Depending upon your base of operations and where you are located, at least some of your contracting will be off-season. Your crews are back on the routine renovation and new construction projects that might have been shoved to the back burner. This is a perfect time to look back at what you learned from this last bout of storm restoration work and look forward to how you will handle next season’s work more profitably and successfully.
No one can accurately predict the weather, but by learning from how you responded last time, you can remove some of the uncertainty. As Jeremy Toubl, owner of Toubl Contracting in Beloit, Wis., points out, you have to ask yourself, “How did we do this season?”
He advises having an open mind about needed improvements that will make for a better next season. This means spending time with all of your stakeholders.
Hold a post-game locker room huddle. Did your crew feel supported? Was there clear communication? What did you do better or worse than the previous season? Ask crew members to pass along customer comments and find out which jobs turned out to be your company’s best efforts, which ones weren’t, and why? This will be a great time to remind your crews of your company’s standards and bring them up to date on OSHA standards as well.

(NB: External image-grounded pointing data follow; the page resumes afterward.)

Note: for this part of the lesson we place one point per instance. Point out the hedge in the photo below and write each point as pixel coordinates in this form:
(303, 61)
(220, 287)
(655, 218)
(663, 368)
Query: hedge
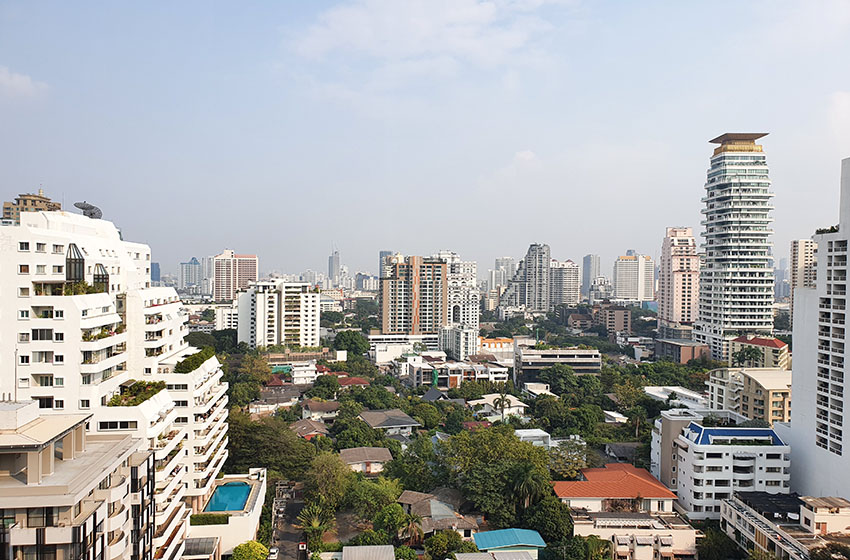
(193, 362)
(209, 519)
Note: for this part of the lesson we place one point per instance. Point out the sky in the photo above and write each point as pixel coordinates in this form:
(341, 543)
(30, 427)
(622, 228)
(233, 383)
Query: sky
(285, 128)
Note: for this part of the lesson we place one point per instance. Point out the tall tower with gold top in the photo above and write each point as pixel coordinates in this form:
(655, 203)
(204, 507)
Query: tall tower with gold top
(736, 281)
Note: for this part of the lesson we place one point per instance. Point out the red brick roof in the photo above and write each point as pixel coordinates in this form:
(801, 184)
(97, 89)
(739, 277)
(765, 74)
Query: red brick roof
(769, 342)
(615, 480)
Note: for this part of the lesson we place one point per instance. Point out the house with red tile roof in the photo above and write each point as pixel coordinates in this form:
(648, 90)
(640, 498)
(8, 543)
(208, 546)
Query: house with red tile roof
(616, 487)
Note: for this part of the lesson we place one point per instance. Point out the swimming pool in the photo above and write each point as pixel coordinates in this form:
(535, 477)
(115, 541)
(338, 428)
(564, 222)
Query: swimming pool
(229, 497)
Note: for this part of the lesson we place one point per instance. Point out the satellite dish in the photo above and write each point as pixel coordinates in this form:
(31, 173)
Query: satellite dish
(89, 210)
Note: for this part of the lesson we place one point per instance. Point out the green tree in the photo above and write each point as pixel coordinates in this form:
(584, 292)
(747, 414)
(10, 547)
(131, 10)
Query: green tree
(550, 518)
(251, 550)
(351, 341)
(329, 478)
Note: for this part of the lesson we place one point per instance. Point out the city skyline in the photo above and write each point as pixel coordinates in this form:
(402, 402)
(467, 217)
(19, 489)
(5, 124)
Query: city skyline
(216, 121)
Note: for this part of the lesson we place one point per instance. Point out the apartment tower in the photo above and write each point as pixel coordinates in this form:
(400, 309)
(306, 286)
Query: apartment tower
(736, 281)
(678, 284)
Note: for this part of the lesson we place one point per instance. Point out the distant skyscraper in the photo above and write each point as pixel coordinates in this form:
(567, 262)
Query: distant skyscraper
(678, 284)
(233, 273)
(634, 278)
(333, 268)
(736, 282)
(189, 275)
(589, 272)
(803, 267)
(382, 256)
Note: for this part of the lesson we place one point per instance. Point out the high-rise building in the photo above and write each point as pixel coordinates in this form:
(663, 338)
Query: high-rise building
(736, 280)
(564, 283)
(333, 269)
(382, 257)
(589, 272)
(464, 300)
(803, 267)
(90, 335)
(678, 284)
(232, 272)
(414, 296)
(273, 312)
(529, 288)
(634, 278)
(28, 203)
(189, 275)
(819, 384)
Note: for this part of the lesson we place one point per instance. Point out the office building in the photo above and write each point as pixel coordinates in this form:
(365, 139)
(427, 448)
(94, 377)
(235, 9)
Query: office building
(634, 278)
(564, 283)
(414, 296)
(274, 312)
(736, 279)
(529, 288)
(803, 267)
(28, 203)
(232, 272)
(755, 393)
(333, 269)
(590, 270)
(189, 276)
(820, 349)
(678, 284)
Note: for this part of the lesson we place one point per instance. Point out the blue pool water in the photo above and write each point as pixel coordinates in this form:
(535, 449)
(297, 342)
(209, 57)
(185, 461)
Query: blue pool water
(229, 497)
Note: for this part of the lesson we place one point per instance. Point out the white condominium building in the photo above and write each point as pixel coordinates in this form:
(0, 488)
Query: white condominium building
(736, 281)
(678, 283)
(634, 278)
(274, 312)
(803, 267)
(821, 398)
(564, 283)
(231, 273)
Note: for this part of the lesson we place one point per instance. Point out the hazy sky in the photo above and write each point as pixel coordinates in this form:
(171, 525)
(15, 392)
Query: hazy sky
(283, 127)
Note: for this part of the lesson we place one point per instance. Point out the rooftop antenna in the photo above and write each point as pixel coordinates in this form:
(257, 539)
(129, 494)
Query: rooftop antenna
(89, 210)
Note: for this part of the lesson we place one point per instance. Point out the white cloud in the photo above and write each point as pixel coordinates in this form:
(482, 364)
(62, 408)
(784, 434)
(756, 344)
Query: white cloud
(13, 84)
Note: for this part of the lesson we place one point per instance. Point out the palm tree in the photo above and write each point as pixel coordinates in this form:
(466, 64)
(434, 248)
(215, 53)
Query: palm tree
(411, 529)
(529, 484)
(502, 401)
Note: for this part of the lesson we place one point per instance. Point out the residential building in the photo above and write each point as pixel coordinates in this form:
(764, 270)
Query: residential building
(367, 460)
(69, 494)
(756, 393)
(590, 270)
(634, 278)
(772, 352)
(820, 348)
(529, 288)
(28, 203)
(529, 361)
(232, 273)
(274, 312)
(736, 278)
(678, 283)
(564, 283)
(680, 350)
(189, 275)
(803, 272)
(713, 462)
(414, 296)
(510, 540)
(615, 487)
(785, 526)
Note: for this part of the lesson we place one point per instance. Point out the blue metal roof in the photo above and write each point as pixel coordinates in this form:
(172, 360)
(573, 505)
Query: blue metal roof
(704, 435)
(504, 538)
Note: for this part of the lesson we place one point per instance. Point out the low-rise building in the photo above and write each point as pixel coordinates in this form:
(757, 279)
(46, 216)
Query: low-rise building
(757, 393)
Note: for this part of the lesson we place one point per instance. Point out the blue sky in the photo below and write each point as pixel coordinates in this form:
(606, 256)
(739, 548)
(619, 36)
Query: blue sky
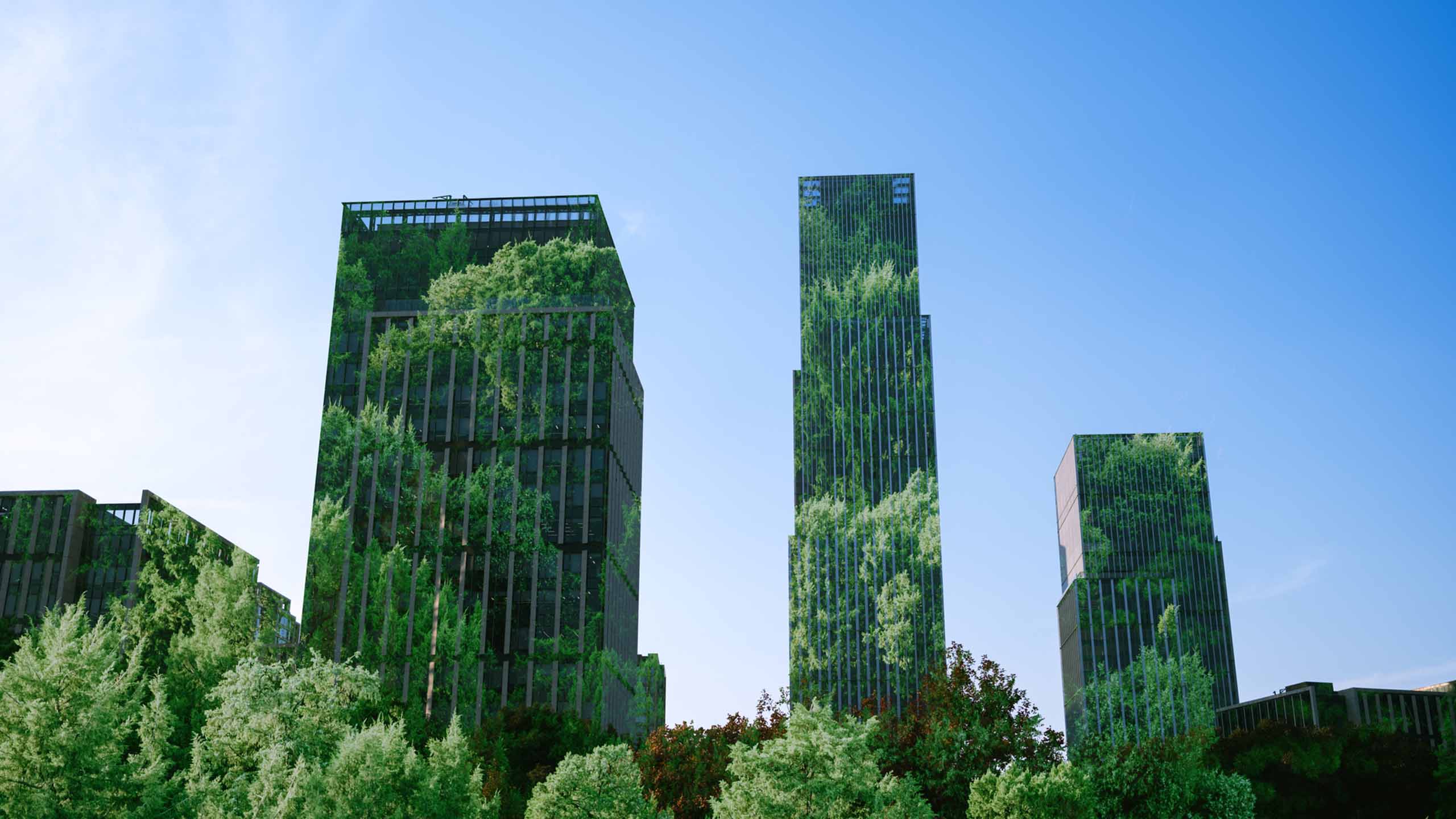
(1132, 218)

Assess the various roles in your company; based on the past season, determine who is good at each job and who may need additional training. Your crew needs to be tightly organized so they can repair roofs within the first month following the weather event to maximize the number of jobs you can handle and, most importantly, satisfy anxious homeowners.

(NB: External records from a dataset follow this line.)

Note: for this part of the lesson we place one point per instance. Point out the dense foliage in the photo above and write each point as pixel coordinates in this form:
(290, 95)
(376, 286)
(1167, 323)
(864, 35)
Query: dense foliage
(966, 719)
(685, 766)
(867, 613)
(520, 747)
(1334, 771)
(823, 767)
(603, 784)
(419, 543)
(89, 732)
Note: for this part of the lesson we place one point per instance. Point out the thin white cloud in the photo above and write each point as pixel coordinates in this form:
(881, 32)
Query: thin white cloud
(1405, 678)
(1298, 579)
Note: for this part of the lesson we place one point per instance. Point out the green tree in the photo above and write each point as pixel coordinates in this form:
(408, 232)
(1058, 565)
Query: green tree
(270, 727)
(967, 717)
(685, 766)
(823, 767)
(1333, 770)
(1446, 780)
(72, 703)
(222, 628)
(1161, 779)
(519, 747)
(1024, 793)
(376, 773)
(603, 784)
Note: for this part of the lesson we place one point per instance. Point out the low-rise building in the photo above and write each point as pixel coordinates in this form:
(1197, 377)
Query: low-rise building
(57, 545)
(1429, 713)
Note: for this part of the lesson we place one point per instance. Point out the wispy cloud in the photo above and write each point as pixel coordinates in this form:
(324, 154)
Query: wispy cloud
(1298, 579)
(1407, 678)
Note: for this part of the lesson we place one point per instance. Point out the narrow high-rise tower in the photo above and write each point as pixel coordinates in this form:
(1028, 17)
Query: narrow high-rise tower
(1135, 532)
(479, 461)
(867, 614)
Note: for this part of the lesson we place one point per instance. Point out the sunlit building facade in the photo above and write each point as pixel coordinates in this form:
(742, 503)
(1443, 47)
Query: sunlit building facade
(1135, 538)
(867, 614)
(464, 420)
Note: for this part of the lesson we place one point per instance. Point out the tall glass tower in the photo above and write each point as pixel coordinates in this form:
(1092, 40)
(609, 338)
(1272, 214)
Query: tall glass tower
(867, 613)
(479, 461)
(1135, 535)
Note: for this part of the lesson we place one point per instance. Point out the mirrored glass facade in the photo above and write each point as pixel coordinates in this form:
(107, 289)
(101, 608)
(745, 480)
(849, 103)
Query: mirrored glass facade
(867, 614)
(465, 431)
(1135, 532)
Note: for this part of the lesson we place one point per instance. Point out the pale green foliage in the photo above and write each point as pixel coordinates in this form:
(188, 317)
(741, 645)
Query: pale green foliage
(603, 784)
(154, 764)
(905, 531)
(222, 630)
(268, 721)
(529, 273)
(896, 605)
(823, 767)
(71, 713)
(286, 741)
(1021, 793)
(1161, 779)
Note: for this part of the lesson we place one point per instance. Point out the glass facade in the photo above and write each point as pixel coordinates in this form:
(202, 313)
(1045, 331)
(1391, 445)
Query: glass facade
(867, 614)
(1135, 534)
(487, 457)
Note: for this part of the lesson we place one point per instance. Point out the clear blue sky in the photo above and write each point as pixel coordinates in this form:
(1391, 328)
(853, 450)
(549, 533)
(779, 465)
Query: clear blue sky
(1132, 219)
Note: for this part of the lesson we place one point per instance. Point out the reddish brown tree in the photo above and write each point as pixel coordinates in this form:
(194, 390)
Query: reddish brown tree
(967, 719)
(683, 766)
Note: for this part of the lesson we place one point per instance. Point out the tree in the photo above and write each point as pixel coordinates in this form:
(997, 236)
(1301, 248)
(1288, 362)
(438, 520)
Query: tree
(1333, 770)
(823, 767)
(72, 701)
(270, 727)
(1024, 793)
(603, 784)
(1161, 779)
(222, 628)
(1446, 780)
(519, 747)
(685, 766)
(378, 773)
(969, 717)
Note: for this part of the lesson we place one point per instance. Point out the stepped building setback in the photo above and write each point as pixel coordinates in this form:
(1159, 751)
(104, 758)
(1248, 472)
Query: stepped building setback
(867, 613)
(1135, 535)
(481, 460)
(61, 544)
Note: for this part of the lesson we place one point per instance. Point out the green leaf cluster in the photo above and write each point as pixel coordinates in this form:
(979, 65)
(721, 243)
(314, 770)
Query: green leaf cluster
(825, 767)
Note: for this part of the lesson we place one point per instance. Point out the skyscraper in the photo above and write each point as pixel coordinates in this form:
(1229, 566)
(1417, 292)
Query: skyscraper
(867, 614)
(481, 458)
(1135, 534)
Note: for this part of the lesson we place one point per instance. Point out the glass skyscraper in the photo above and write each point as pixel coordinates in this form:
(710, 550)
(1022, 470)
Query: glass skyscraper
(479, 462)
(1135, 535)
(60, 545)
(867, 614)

The key to coming out of the season profitably is being able to deal with the different ways dozens of insurance companies operate. Set up the experts in your central office who can best perform the estimating process.
Your Partner Contractors
Evaluate strengths and weaknesses of those businesses you worked with this season to tackle the widespread devastation—and your own strengths and weaknesses when it came to interacting with them. This will be your opportunity to trade notes, find ways to collaborate better next season, and perhaps learn about new technology for project coordination and storm mapping. Solidify your relationship with these resources.
Even for jobs that went well, there could be weak spots that you may learn about through talking with the homeowners. For example, be sure to ask about their assessment of the crew. Your crew should have taken pictures of the damage upon their arrival. Approach the customer about endorsing your company and then get permission to take pictures of the finished project, contrasting the photos of the repairs with those of the damage.

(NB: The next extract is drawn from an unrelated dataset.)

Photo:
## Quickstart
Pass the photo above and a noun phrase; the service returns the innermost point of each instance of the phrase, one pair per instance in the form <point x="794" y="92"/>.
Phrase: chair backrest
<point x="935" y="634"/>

Stop in at your local supplier. Since every season seems to produce new challenges, you can strategize how to work most effectively in “the heat of the battle” and put together a plan that will minimize the chaos when repairs are in full swing.
Based on all that you have learned from the various debriefings highlighted here, take a look at your printed and on-line material for ways to better represent your company.
Every storm event is a learning opportunity. The contractors who are successful at these storm remediation projects make it a point to be aware of what they are doing every step of the way, document what they are doing, and take advantage of all the input they can enlist when the season’s work is done.